Closely Watched Trains

The prime exacerbation of the Kafka theme occurs when two SS men take the suicidally green apprentice signalman hostage in the cab of a locomotive shared with their senior Wehrmacht officer.

The Czech resistance works things out satisfactorily, however, and the boy dies a hero. L’amour est la mort.

One Occupation from the vantage point of another, a supreme work of the cinema marshaling its peerless cinematography and ineffable clowning to the vital ends of the art.

 

Larks on a String

The dictatorship of the proletariat.

Class enemies work on a scrap heap not too far from lady prisoners who have tried to leave the country.

If you have anything to say about it, you’re picked up and sent to the mines.

Rita Kempley (Washington Post) thought it was passé after twenty years under the ban, Janet Maslin (New York Times) reflected that the location “is a kind of paradise.”

A direct critique of the regime almost but not quite squeezing the life out of everything, from the author of Closely Watched Trains, set during the Korean War.

“For those who savour whimsy” (Time Out Film Guide).

The basis of the construction is Menzel’s Kafka technique, a plainclothesman on either side of a man on his hind legs, various discombobulated marriages, a view from the shaft.

 

Slavnosti Snĕženek

Ernie Kovacs opens the bill, evening ride along rural houses, each playing a television set or record player, maybe a radio, emitting adventures and romances.

The hunting of the wild boar is the substance of the film, shot right in the village classroom after a merry pursuit, claimed by two villages, served up to both at an inn, they fight drunkenly, a man dies on the road in a separate accident whilst bringing in the tripe soup he’s cooked at home.

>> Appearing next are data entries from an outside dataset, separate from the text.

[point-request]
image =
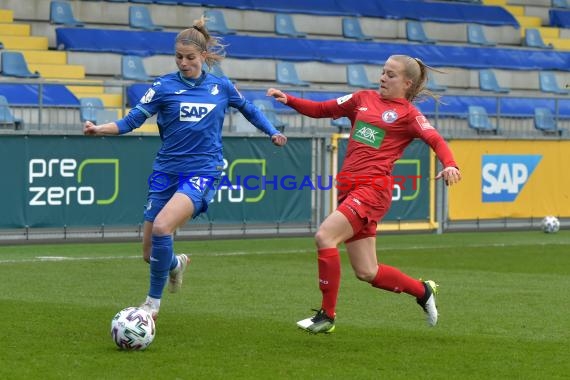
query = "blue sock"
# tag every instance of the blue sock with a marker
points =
(160, 260)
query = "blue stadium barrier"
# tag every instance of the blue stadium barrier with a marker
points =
(29, 94)
(391, 9)
(150, 43)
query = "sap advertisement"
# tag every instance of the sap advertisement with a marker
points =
(514, 179)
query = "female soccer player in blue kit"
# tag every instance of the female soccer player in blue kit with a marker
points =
(190, 105)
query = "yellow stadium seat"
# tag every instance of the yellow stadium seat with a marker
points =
(58, 71)
(24, 42)
(6, 15)
(42, 56)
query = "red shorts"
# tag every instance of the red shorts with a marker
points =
(364, 207)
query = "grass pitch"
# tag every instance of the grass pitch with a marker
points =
(503, 311)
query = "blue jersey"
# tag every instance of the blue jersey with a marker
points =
(190, 116)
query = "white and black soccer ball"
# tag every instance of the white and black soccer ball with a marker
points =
(132, 329)
(550, 224)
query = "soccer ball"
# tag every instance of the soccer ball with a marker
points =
(550, 224)
(132, 329)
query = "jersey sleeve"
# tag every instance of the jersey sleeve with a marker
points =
(425, 131)
(148, 105)
(333, 108)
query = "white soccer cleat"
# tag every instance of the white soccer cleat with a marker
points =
(428, 302)
(150, 308)
(177, 274)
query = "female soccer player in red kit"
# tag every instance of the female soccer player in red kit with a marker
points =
(384, 123)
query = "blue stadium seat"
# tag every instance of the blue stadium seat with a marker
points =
(433, 86)
(287, 74)
(88, 108)
(548, 83)
(532, 38)
(140, 18)
(132, 68)
(478, 119)
(415, 33)
(357, 77)
(6, 116)
(544, 121)
(14, 65)
(351, 29)
(560, 4)
(60, 13)
(269, 111)
(488, 82)
(476, 35)
(343, 124)
(285, 26)
(216, 22)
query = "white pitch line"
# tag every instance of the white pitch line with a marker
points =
(264, 252)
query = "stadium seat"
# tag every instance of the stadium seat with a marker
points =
(105, 116)
(488, 82)
(14, 65)
(287, 74)
(61, 13)
(216, 23)
(415, 33)
(544, 121)
(139, 18)
(532, 38)
(476, 35)
(433, 86)
(357, 77)
(560, 4)
(351, 29)
(88, 108)
(6, 116)
(478, 119)
(269, 111)
(343, 124)
(547, 83)
(285, 26)
(132, 68)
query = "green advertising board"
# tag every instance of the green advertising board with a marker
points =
(56, 181)
(410, 200)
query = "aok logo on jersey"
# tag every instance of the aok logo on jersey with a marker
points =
(504, 176)
(195, 111)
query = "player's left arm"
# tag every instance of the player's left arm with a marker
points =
(254, 115)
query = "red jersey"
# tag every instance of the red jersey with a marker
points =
(381, 130)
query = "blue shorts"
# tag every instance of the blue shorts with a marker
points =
(162, 186)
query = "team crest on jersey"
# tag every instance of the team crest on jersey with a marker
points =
(390, 116)
(195, 111)
(239, 93)
(147, 97)
(424, 123)
(343, 99)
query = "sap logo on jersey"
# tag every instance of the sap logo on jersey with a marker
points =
(194, 111)
(504, 176)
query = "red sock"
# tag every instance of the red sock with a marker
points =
(329, 278)
(393, 280)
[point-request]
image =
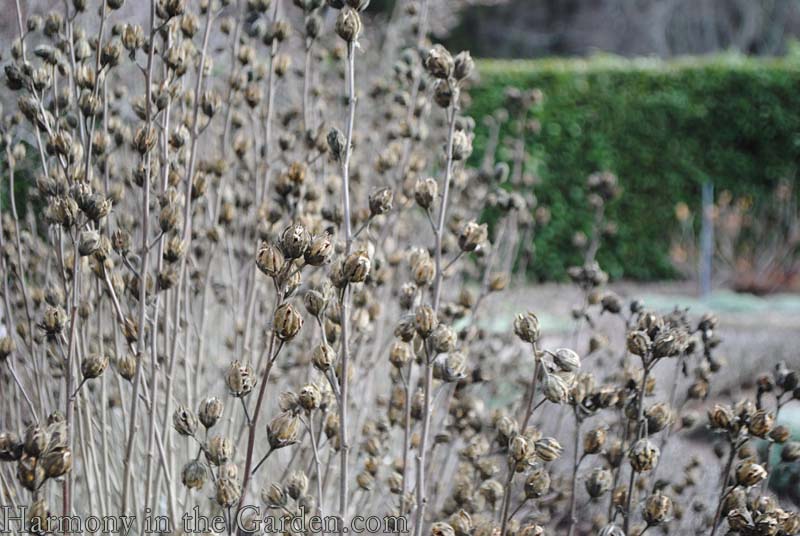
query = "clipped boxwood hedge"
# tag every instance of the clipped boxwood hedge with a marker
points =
(663, 127)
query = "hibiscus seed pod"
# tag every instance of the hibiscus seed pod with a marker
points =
(537, 484)
(270, 260)
(287, 322)
(240, 379)
(526, 327)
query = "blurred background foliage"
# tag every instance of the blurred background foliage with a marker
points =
(663, 127)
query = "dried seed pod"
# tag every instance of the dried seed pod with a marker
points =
(380, 202)
(219, 450)
(554, 388)
(526, 327)
(548, 449)
(240, 379)
(319, 251)
(210, 411)
(194, 474)
(638, 343)
(537, 484)
(356, 267)
(749, 473)
(283, 430)
(57, 462)
(270, 260)
(599, 482)
(643, 456)
(658, 417)
(567, 360)
(93, 366)
(309, 398)
(323, 357)
(287, 322)
(7, 347)
(348, 25)
(184, 421)
(594, 440)
(472, 235)
(294, 241)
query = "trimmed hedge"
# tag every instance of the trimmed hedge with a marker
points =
(663, 127)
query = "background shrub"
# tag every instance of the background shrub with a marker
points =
(663, 127)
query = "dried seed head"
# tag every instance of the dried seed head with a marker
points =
(472, 235)
(594, 440)
(310, 398)
(270, 260)
(537, 484)
(220, 450)
(443, 339)
(184, 421)
(439, 63)
(749, 473)
(657, 509)
(210, 411)
(193, 475)
(554, 388)
(287, 322)
(643, 456)
(240, 379)
(720, 417)
(380, 202)
(425, 191)
(283, 430)
(93, 366)
(348, 25)
(442, 529)
(294, 241)
(454, 367)
(356, 267)
(126, 367)
(567, 360)
(526, 327)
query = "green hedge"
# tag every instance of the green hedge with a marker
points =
(663, 127)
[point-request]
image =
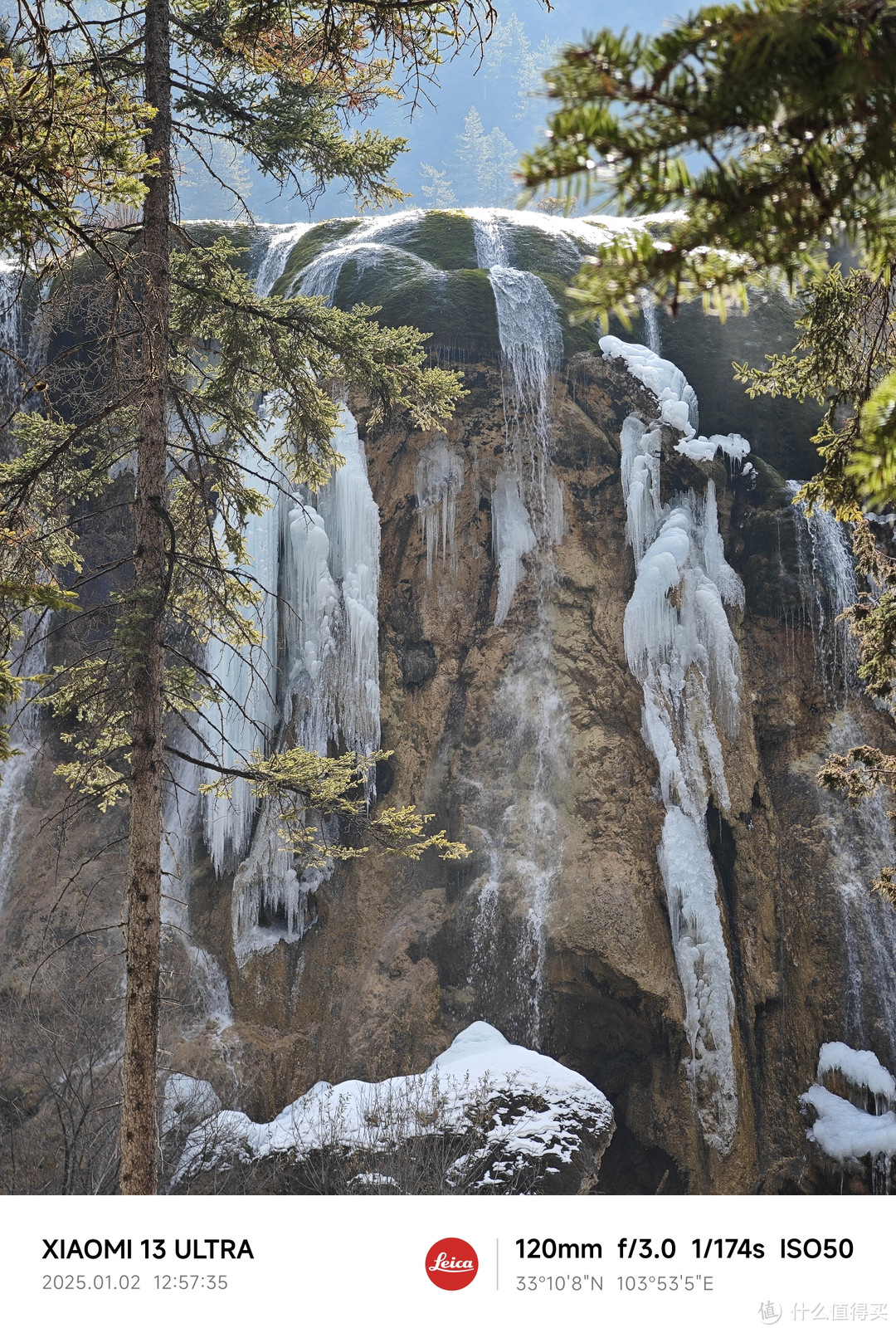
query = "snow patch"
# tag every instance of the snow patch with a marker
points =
(479, 1062)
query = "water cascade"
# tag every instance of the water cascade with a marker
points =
(11, 334)
(437, 480)
(680, 648)
(862, 838)
(314, 676)
(527, 505)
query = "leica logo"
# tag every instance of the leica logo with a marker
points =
(451, 1264)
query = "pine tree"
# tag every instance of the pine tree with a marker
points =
(275, 83)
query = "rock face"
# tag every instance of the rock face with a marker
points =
(526, 740)
(485, 1117)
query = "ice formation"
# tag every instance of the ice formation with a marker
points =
(437, 480)
(680, 648)
(512, 538)
(11, 332)
(315, 561)
(187, 1100)
(845, 1132)
(527, 505)
(860, 1068)
(479, 1064)
(247, 719)
(827, 580)
(862, 840)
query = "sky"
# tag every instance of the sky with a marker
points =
(465, 143)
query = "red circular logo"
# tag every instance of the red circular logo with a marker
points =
(451, 1264)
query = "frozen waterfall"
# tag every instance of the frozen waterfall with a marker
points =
(680, 648)
(862, 838)
(527, 504)
(312, 677)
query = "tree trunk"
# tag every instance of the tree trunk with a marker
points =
(143, 890)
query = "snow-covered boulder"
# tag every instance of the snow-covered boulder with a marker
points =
(852, 1111)
(485, 1117)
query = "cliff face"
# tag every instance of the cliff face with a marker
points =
(526, 740)
(512, 712)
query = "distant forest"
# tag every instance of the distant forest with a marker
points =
(465, 136)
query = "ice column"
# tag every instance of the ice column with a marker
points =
(680, 647)
(247, 717)
(329, 653)
(437, 481)
(527, 504)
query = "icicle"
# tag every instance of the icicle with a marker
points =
(12, 349)
(527, 508)
(678, 400)
(651, 325)
(512, 538)
(439, 479)
(248, 717)
(353, 520)
(680, 648)
(704, 969)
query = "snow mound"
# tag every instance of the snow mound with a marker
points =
(860, 1068)
(516, 1115)
(676, 400)
(845, 1132)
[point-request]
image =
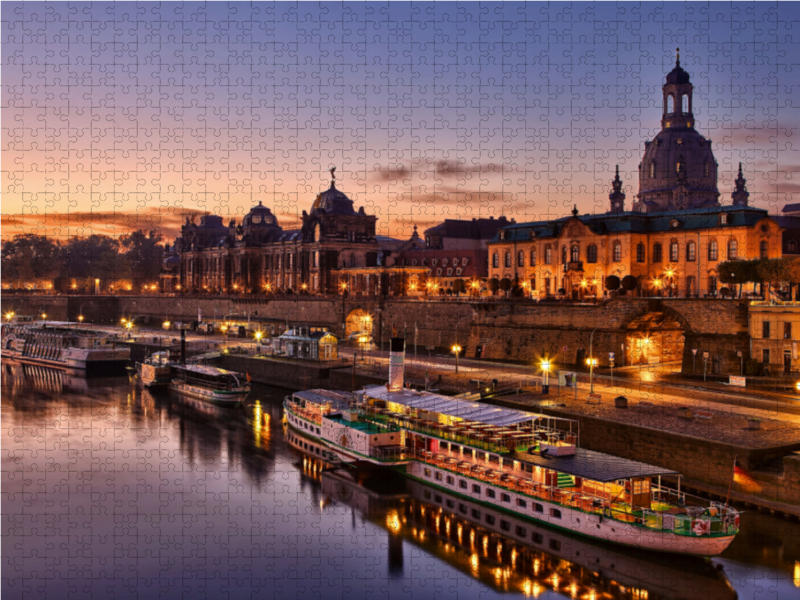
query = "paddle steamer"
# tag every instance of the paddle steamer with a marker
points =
(525, 463)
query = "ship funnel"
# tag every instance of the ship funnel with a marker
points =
(397, 357)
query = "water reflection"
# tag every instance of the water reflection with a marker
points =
(109, 490)
(503, 552)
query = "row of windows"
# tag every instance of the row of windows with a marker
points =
(490, 493)
(616, 253)
(766, 330)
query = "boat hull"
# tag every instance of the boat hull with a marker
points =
(570, 519)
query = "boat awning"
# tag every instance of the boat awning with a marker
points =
(596, 466)
(462, 409)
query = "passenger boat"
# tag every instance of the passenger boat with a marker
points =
(527, 464)
(205, 382)
(65, 346)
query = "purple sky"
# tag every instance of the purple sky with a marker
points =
(119, 116)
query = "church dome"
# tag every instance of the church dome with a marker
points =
(678, 169)
(333, 202)
(259, 216)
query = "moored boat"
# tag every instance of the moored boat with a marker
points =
(525, 463)
(65, 346)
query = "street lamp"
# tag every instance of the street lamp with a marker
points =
(591, 363)
(456, 350)
(545, 365)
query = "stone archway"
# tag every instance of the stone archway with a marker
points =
(359, 323)
(655, 338)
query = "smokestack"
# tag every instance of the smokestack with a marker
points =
(397, 357)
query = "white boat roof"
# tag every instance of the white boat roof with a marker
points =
(463, 409)
(206, 370)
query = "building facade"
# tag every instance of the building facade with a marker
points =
(259, 256)
(669, 244)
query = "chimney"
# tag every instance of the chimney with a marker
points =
(397, 356)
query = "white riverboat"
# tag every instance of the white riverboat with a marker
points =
(66, 346)
(205, 382)
(528, 464)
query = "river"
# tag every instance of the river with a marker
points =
(109, 490)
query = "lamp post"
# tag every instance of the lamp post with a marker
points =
(456, 350)
(592, 363)
(546, 382)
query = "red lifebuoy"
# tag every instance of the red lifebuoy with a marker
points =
(700, 527)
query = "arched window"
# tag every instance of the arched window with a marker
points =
(713, 250)
(640, 252)
(674, 255)
(733, 250)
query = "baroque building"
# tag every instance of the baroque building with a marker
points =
(260, 256)
(670, 242)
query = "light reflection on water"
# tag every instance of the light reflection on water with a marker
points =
(109, 490)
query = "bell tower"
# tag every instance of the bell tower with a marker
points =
(677, 93)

“How fine this place would be,” says an apple-grower drowsing amongst his harvest, “without these wasps” (later, “if I weren’t here”).

Canby of the New York Times saw no especial significance in any of this “bucolic reverie”, nor did he recognize the village policeman from Jewison’s Fiddler on the Roof.

In English, The Snowdrop Festival.

 

My Sweet Little Village

The only thing worse than village life in the workers’ state is a disaffection that sends the village idiot to Prague on a pretext so a Prague bigwig can take over and make over his village house.

The compositional elements are recognizable from Closely Watched Trains. Menzel filming in color, beautifully.

The idiot’s house is a favorite trysting-place, he can so easily be induced to watch a whole Romanian film at the local kino, if given a free ticket.

A truck-driver’s wife and a village clerk of dairy livestock, a schoolteacher and an itinerant painter, share the bed at different times under a photograph of the idiot’s parents.

One lives below a graveyard, beer and braless girls are a consolation. In bourgeois societies, money is everything, television says.

In Prague there are fifty-seven movie theaters, not just one, the bigwig tells the idiot as an inducement to leave the house where he was born.

The village doctor rhapsodizes on the cooperative farming landscape and crashes into it with his car, regularly.

Another truck-driver has the idiot for his right-hand man, after five years it’s not working out, the idiot prefers Prague to a job with his driver’s cuckolded colleague, an irascible man.

The schoolteacher has a young admirer who tries to kill himself over her affair.

The doctor has that sage advice from Fellini, you don’t like the town, the sea or the mountains, go fuck yourself.

Rock ‘n roll headphones pin the idiot’s ears back, his grin is something else again. The brand-new flat in Prague has a flush toilet and all the latest amenities, though the shower’s not working yet. The idiot raises pigeons, there’s plenty in the Old Town Square, he’s told.

A combine harvester runs over a villager, impressing his form in the soil. The joke is that one might pour plaster in and have him perfectly, no-one enjoys this more than the villager.

It was the irascible colleague, drunk, at the wheel. The doctor covers for him with the authorities, to stop him beating his wife.

This is the fellow who has her time him holding his breath underwater, while he’s down her lover is up.

The latest thing is Stefan the crop-duster, who flies his own plane in, lands it along the fields, steps out cheerily and looks exactly like Lech Walesa.

These bits and pieces are all fitted together with a hundred more, for instance the agronomist who puts burnt matches back in the box until his pocket ignites.

English-speaking critics agree it’s not Closely Watched Trains, and that too is reckoned in among the film’s elements.

It all starts with a Prague weekender and his wife, exercise buffs, her ass distracts the idiot and the driver knocks down a gatepost, setting the two at odds. The weekender’s boss is the bigwig, the driver’s had enough of the idiot, “as soon as the harvest’s over...”

Czech rock ‘n roll drowns out a red cabbage recipe at the village inn, which is nearly the point of Stoppard’s play on the subject.